2. Die Ikonografie des Rechtsextremismus
2.1 Der Symbolbegriff im Wandel der Zeit
Symbole sind wesentlicher Bestandteil der menschlichen Kommunikation, mehr noch: Sie ersetzen – je nach Bekanntheits- und Abstraktionsgrad – sogar konventionelle Argumentationstechniken. Die Wirkungsweise und -Fähigkeit eines Symbols ist jedoch sehr stark abhängig von den bewussten und unbewussten Interpretationsabsprachen seiner Rezipienten. Sie steht und fällt a) mit dem Grad der Verbreitung und Kenntnis des konkreten Symbols bei Zielgruppe und Umfeld sowie b) mit der Beschaffenheit des allgemeinen Symbolbegriffs und – bei metaphysischer Lesart – mit dem Glauben an seine Wirkung.
Was das politische Symbol von anderen unterscheidet, ist die Tatsache, dass es sowohl mit der Intention, als auch mit der Fähigkeit ausgestattet ist, die mit ihm konfrontierten Menschen in affektiver Weise politisch zu polarisieren. Somit eignet es sich hervorragend dazu, Interessengemeinschaften und Gruppen nach innen wirkend zu integrieren und nach außen hin abzugrenzen. So gesehen ist ein symbolbehafteter Habitus keine rechtsextremistische Singularität, sondern seiner stabilisierenden Wirkung wegen bei Vereinigungen und Gesellschaften aller Art eher die Norm. Alexander Gauland argumentiert sogar, dass die Schwäche der liberal-demokratischen Gesellschaft Deutschlands darin besteht, eben gerade keine optisch-ästhetischen Symbole zu haben, "unter denen man sich versammeln, Identität und Heimatgefühl entwickeln kann." Sie setze "allein auf den zu erziehenden, aufzuklärenden Menschen, was immer eine bloße Fiktion war, da nur wenige, jedenfalls zu wenige, ihr Lebensgefühl aus dem Kopf beziehen." Identität bedürfe der Anschaulichkeit, der Symbole und der »Ästhetisierung des Politischen«. Vormoderne Gesellschaften stellten deshalb "eine Symbolwelt zur Verfügung, die Gefühle und Vorurteile anspricht und einfriedet." Die Abgrenzung von allem Fremden sei Teil "des menschlichen Bedürfnisses besonders jener, die im täglichen Rattenrennen nicht vorne liegen."[4]
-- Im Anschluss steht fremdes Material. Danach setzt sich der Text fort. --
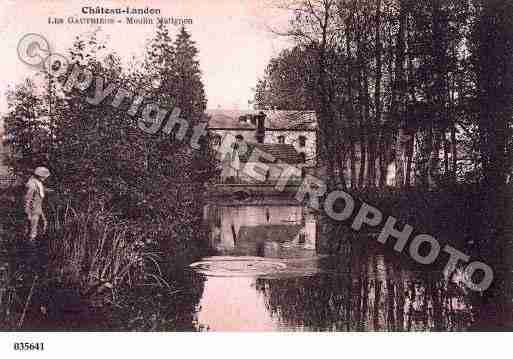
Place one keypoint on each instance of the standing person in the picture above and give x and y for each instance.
(34, 201)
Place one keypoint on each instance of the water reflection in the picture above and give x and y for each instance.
(265, 230)
(246, 289)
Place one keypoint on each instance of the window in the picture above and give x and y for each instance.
(302, 141)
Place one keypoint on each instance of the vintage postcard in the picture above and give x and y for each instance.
(255, 166)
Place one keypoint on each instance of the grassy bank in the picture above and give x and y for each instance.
(96, 269)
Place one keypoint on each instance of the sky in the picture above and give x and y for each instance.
(233, 37)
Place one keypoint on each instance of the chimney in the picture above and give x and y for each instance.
(260, 134)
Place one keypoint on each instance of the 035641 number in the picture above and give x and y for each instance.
(29, 346)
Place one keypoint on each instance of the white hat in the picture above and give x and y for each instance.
(42, 172)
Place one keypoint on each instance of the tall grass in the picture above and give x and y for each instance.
(93, 248)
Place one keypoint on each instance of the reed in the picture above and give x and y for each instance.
(94, 249)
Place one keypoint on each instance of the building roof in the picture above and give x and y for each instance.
(281, 152)
(275, 119)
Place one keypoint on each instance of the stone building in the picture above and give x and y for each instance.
(290, 136)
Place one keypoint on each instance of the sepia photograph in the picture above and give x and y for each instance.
(255, 166)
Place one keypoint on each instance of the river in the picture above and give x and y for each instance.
(268, 274)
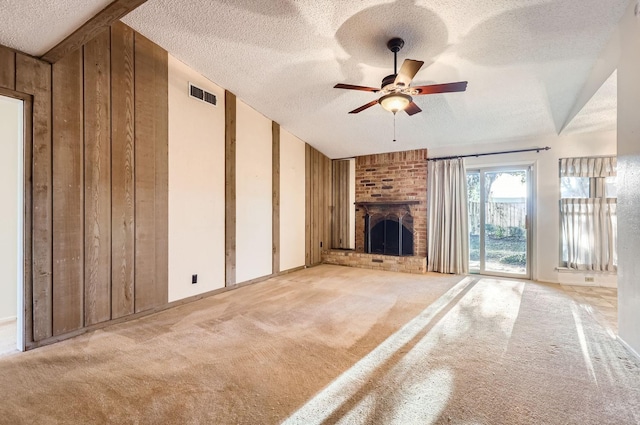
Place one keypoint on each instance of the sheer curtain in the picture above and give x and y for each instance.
(448, 248)
(589, 225)
(589, 228)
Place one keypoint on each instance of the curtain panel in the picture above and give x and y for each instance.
(448, 248)
(588, 167)
(589, 227)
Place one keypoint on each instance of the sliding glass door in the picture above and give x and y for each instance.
(499, 211)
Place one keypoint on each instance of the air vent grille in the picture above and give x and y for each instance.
(202, 95)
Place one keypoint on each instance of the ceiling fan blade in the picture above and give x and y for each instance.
(352, 87)
(408, 70)
(363, 107)
(441, 88)
(412, 109)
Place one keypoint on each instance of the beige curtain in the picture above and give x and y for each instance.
(448, 247)
(589, 228)
(588, 167)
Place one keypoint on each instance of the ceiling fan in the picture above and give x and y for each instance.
(396, 90)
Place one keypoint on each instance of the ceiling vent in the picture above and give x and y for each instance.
(202, 95)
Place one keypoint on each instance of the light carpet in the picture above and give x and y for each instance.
(334, 344)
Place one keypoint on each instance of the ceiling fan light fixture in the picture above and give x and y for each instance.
(395, 102)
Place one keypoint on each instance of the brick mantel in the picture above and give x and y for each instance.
(392, 183)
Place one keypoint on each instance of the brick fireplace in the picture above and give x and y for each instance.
(391, 210)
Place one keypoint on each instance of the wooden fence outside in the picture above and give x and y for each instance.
(499, 215)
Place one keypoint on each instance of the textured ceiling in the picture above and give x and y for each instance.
(601, 113)
(35, 26)
(526, 61)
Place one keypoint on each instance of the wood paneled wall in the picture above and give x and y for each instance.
(340, 217)
(97, 164)
(318, 205)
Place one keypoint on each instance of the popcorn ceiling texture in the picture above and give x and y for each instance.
(35, 26)
(526, 61)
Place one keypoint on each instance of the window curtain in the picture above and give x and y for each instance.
(588, 167)
(448, 247)
(589, 226)
(589, 229)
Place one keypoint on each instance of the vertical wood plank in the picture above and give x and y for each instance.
(151, 141)
(307, 203)
(327, 202)
(68, 208)
(122, 172)
(316, 205)
(275, 201)
(230, 188)
(28, 220)
(34, 77)
(97, 179)
(161, 114)
(7, 68)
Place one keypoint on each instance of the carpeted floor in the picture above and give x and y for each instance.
(339, 345)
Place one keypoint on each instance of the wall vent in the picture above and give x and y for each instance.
(202, 95)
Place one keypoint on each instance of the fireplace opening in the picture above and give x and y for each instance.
(390, 237)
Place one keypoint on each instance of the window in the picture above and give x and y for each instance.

Festzuhalten bleibt: Um ihrer selbst Willen haben Symbole nichts Anstößiges an sich, sondern sind in erster Linie wertneutral und zum jeweiligen Zeitpunkt Ausdruck sozialer Bedürfnisse. Aus dieser Perspektive ist die Sanktionierung des Gebrauches von bestimmten Kennzeichen zweifelhaft. Vielmehr sind es die ihnen zugedachten Interpretationen, Gebrauchskontexte und -Intentionen, die einer genaueren gesamtgesellschaftlichen Betrachtung bedürfen.
Symbole sind nicht statisch. Sie artikulieren sich nicht nur einmal, sondern sind einerseits den sich auf natürlichem Wege verändernden Assoziationen und Konnotationen der jeweiligen Zeit, andererseits der künstlich erzeugten und zielgerichteten Umdeutung unterworfen. In diesem Sinne besteht auch der Symbolkanon der Rechten Szene zu großen Teilen aus Bezügen auf verschiedenste historische Zeitepochen und enthält Neuauflagen, Neu- bzw. Umdeutungen und Mythologisierungen älterer Symbole, die teilweise vormals in ganz anderen Sinnzusammenhängen gestanden haben. Die im rechtsextremen Kontext benutzte Ikonografie bezieht ihre Motive in erster Linie aus dem Nationalsozialismus des Dritten Reiches und dem preußischen Militarismus. Mindestens ebenso beliebt sind aber auch ariosophisch-esoterische und neuheidnische Elemente, die ihre Wurzeln bereits im völkisch- okkultistischen Milieu (besonders der Städte Wien und München) der Jahrhundertwende haben[5]: Runen, Sinnzeichen und andere Topoi aus der Mythologie der Wikingerzeit.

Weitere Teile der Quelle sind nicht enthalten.